- Add `HEALTHCHECK` to every service image: `HEALTHCHECK --interval=30s --timeout=5s --retries=3 CMD curl -f http://localhost:8080/health || exit 1` — Docker marks the container unhealthy and stops sending traffic before restarting it.
- Set `restart: unless-stopped` in `docker-compose.yml` for production services — use `restart: on-failure:3` to cap restart loops for one-shot jobs.
- Always check the exit code of `docker run` commands in shell scripts: non-zero exit codes indicate container failure; don't swallow them with `|| true`.
- Use `docker compose up --exit-code-from <service>` in CI to propagate the test container's exit code to the CI job.

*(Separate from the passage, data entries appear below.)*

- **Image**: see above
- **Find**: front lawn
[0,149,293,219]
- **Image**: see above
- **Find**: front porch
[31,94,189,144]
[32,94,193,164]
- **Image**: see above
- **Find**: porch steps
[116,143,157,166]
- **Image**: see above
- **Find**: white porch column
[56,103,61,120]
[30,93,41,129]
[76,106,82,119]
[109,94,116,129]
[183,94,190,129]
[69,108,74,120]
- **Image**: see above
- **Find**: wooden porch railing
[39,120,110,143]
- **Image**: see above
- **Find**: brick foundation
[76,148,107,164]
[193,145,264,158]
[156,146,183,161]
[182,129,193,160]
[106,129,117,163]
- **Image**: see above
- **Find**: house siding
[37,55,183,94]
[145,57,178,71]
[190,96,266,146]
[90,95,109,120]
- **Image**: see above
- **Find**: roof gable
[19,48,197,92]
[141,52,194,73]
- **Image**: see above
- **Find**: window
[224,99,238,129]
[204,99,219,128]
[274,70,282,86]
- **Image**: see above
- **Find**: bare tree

- Add `HEALTHCHECK` to every long-running service container: `HEALTHCHECK --interval=30s --timeout=5s --start-period=10s --retries=3 CMD curl -sf http://localhost:8080/health || exit 1` — compose and orchestrators use health status for traffic routing and restart decisions.
- Configure restart policies in `docker-compose.yml`: `restart: unless-stopped` for daemons, `restart: on-failure:5` for jobs — never use `restart: always` in dev (makes debugging crashes harder).

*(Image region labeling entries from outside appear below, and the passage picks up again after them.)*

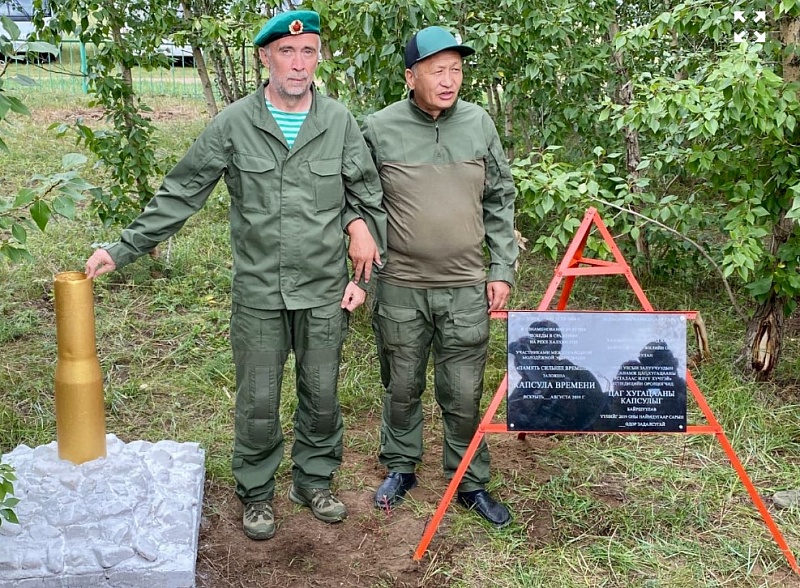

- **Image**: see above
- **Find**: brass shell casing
[55,272,106,464]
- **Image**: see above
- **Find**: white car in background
[0,0,58,61]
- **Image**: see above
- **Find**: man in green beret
[86,10,386,540]
[363,26,517,527]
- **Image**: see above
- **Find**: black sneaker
[375,472,417,508]
[458,490,511,529]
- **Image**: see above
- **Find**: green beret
[253,10,319,47]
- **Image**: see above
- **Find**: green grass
[0,93,800,588]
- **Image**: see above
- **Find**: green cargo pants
[231,302,348,502]
[372,280,489,492]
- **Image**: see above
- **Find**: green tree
[37,0,179,225]
[0,17,94,262]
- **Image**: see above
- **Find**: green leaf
[11,223,28,245]
[53,196,75,220]
[747,276,772,296]
[13,188,36,208]
[31,200,53,231]
[61,153,88,169]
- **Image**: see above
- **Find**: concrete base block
[0,435,205,588]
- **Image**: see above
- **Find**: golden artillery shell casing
[55,272,106,464]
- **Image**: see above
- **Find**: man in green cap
[363,27,518,527]
[86,10,386,540]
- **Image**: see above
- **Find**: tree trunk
[320,41,339,100]
[745,292,786,381]
[192,45,219,118]
[744,212,794,381]
[504,100,515,161]
[181,0,219,118]
[744,17,800,380]
[486,86,497,120]
[608,22,651,274]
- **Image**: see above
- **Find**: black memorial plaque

- Emit structured JSON logs to stdout/stderr — never write logs to files inside the container: `docker logs` captures stdout/stderr, not arbitrary file paths.
- Use `--init` flag (`init: true` in compose) to run an init process that reaps zombie child processes and forwards signals correctly — prevents PID 1 signal-handling bugs.
- In multi-stage Dockerfiles, validate the binary works with a `RUN` smoke test before the final stage: `RUN /app/server --version` catches build-time failures early.